But that’s not all. Dendreon had to do their Provenge trials on the sickest patients for ethical reasons. They can now move back on the disease-progression chain, creating earlier-stage prostate cancer trials for men who might not want to be castrated, or undergo procedures that will leave them impotent and incontinent for the rest of their lives.
The main reason to expect these trials to succeed is this: Provenge is the right way to treat cancer.
How Provenge Works
Cancer is an indication of underlying immune system weakness, just as a fever is an indication of an underlying infection. Treating only the tumor is like treating only the fever; it does not resolve the underlying problem.
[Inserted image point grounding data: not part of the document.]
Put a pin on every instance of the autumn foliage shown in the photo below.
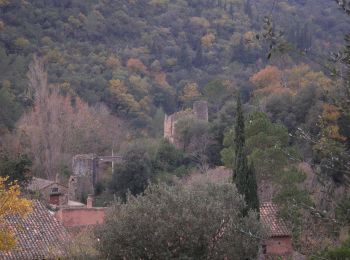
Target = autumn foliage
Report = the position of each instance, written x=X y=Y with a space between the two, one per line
x=10 y=204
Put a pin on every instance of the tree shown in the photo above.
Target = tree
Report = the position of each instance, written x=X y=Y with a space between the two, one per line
x=195 y=137
x=58 y=126
x=135 y=173
x=201 y=221
x=244 y=176
x=10 y=204
x=16 y=168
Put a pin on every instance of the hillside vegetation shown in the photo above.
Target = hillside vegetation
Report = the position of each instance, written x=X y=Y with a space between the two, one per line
x=93 y=76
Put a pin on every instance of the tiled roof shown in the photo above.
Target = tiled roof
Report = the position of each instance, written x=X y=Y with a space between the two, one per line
x=39 y=235
x=38 y=184
x=268 y=216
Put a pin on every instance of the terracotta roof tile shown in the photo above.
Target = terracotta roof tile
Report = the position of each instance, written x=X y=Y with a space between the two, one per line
x=39 y=235
x=268 y=216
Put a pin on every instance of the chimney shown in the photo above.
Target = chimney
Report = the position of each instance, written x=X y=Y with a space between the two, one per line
x=89 y=201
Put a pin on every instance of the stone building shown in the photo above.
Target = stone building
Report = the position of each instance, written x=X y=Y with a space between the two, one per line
x=85 y=174
x=74 y=217
x=84 y=177
x=199 y=112
x=52 y=192
x=279 y=243
x=39 y=236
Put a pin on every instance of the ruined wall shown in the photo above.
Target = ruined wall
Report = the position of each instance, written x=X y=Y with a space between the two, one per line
x=79 y=217
x=279 y=246
x=56 y=189
x=84 y=177
x=200 y=112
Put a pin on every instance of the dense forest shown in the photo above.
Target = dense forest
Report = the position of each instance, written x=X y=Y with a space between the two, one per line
x=79 y=77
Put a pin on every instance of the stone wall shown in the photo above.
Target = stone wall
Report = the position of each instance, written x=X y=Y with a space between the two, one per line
x=199 y=112
x=80 y=217
x=279 y=246
x=84 y=177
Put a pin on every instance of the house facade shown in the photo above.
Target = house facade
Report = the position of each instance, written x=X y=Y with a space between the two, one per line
x=39 y=236
x=52 y=192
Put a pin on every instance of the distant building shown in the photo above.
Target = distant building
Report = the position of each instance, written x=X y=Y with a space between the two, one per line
x=39 y=236
x=199 y=112
x=279 y=243
x=52 y=192
x=76 y=216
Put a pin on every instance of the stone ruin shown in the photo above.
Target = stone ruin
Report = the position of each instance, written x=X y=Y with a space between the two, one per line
x=200 y=112
x=84 y=178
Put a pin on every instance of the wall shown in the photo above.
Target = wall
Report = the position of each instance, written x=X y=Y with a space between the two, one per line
x=84 y=177
x=279 y=246
x=200 y=112
x=62 y=191
x=79 y=217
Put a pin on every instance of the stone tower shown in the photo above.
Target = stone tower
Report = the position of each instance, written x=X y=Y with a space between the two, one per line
x=199 y=112
x=84 y=177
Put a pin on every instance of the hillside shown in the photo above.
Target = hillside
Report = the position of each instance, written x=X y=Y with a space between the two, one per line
x=99 y=77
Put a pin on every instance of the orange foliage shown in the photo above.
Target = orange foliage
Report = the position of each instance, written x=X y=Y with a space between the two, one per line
x=137 y=65
x=330 y=113
x=267 y=77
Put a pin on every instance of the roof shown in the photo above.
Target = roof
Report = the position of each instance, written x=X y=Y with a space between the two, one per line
x=39 y=235
x=39 y=184
x=72 y=203
x=269 y=218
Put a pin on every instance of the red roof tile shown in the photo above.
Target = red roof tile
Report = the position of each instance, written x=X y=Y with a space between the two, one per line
x=39 y=235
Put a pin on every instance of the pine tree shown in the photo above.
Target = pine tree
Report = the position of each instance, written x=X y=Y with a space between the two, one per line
x=244 y=176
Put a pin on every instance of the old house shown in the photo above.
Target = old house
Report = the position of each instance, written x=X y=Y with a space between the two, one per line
x=39 y=235
x=279 y=243
x=52 y=192
x=199 y=112
x=78 y=216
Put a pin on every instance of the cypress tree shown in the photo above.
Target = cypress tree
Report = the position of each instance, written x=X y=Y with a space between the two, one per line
x=244 y=176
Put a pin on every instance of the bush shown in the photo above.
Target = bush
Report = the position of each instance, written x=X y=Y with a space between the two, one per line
x=201 y=221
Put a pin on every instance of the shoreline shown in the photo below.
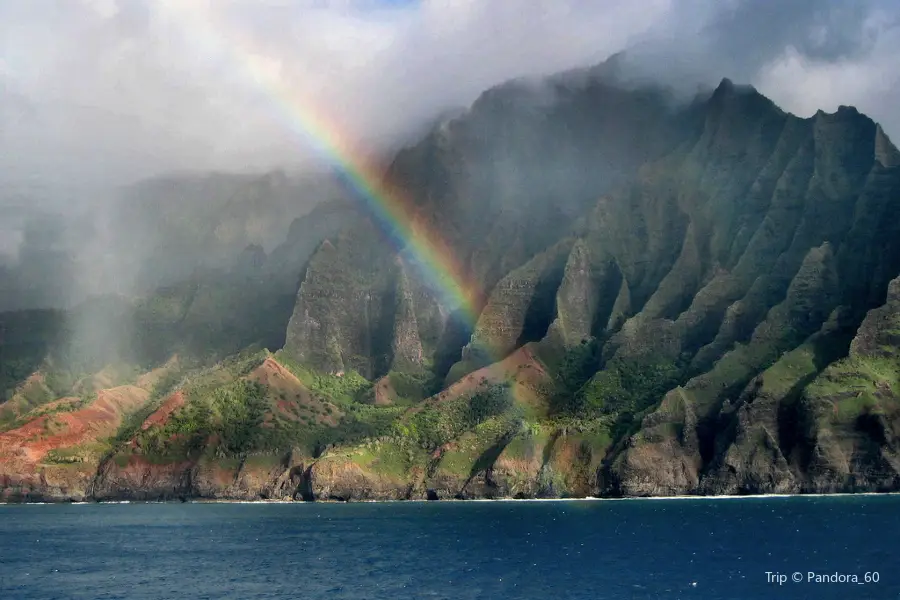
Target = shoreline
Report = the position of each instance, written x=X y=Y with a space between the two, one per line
x=458 y=501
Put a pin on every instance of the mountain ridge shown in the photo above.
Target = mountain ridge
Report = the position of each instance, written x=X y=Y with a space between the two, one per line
x=671 y=300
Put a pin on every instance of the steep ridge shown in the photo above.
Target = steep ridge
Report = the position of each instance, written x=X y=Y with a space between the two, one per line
x=711 y=308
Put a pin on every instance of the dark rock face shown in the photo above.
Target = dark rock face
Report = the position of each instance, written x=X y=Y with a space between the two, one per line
x=699 y=299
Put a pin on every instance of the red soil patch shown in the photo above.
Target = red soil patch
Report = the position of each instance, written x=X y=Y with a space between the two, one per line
x=521 y=368
x=151 y=378
x=22 y=448
x=384 y=392
x=162 y=414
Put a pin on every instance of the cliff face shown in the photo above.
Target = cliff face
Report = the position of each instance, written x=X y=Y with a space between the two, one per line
x=698 y=299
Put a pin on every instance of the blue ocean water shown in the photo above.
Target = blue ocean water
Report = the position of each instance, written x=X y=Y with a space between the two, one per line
x=630 y=549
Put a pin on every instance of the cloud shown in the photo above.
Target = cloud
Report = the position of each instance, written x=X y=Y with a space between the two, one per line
x=105 y=91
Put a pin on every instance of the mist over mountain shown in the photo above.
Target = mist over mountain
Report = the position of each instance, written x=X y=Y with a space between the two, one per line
x=670 y=294
x=638 y=277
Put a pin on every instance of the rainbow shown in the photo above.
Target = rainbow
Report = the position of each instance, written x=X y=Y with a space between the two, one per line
x=391 y=208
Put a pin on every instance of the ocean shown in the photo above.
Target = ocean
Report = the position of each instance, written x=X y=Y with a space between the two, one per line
x=769 y=547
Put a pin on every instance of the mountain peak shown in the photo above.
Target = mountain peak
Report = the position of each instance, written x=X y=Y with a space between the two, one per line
x=885 y=152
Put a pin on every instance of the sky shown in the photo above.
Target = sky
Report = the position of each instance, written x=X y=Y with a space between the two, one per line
x=97 y=92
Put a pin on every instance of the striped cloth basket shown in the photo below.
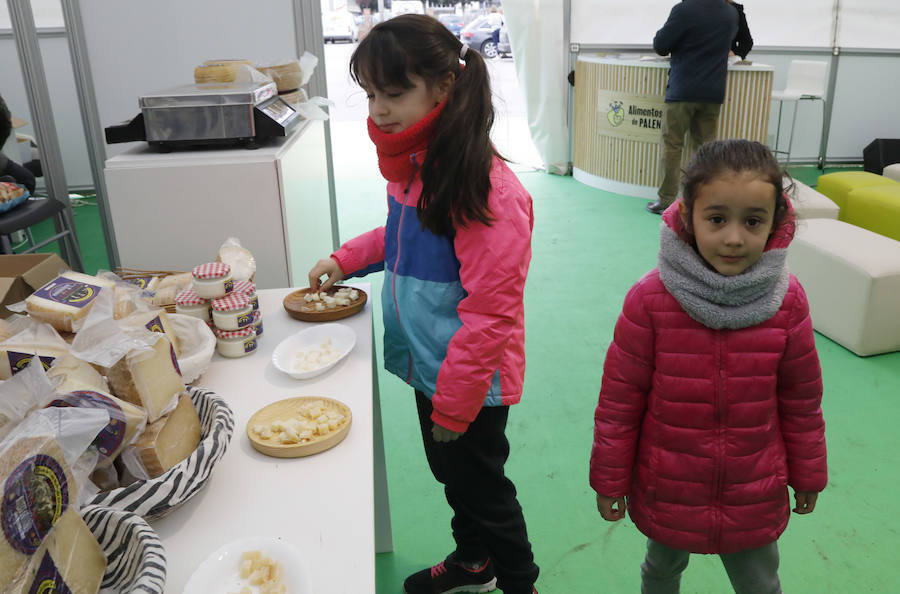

No less an authority than the American Cancer Society said as far back as 1975 that people with strong immune systems do not get cancer. That is because everyone has cancerous cells circulating in their body at all times, and one function of the immune system is to find them, kill them, and escort the dead cell out of the body.
Our primary current methods of treating cancer are surgery — which always releases some escaping cells into the body — and chemotherapy and radiation, both of which badly depress the immune system.
Chemotherapy may kill 99% of a tumor, but the 1% it does not kill are the cancer cells that were drug-resistant. So if the cancer returns, it will be in the form of drug-resistant cells. That is why current cancer protocols have an abysmal record of curing recurrent cancer.
Provenge, on the other hand, takes a patient’s specific prostate cancer cells, attached an antigen to “teach” the immune system what a bad cell looks like, and reinfuses the altered cells. The resulting very strong immune response triggered by the antigen naturally causes flu-like symptoms — headache, fever, chills — that are typical of the immune system at work. Those are the limited side effects of Provenge, a remarkably safe profile.
Considering the recession-impacted alternatives, biotech looks like a great sector to be in the right stocks for the rest of the year. One commentator said that it’s very inexpensive to bet against the long-term success of Provenge right now by buying out-of-the-money put options.
He’s right — betting against the long-term success of Provenge is very inexpensive, because it is very stupid.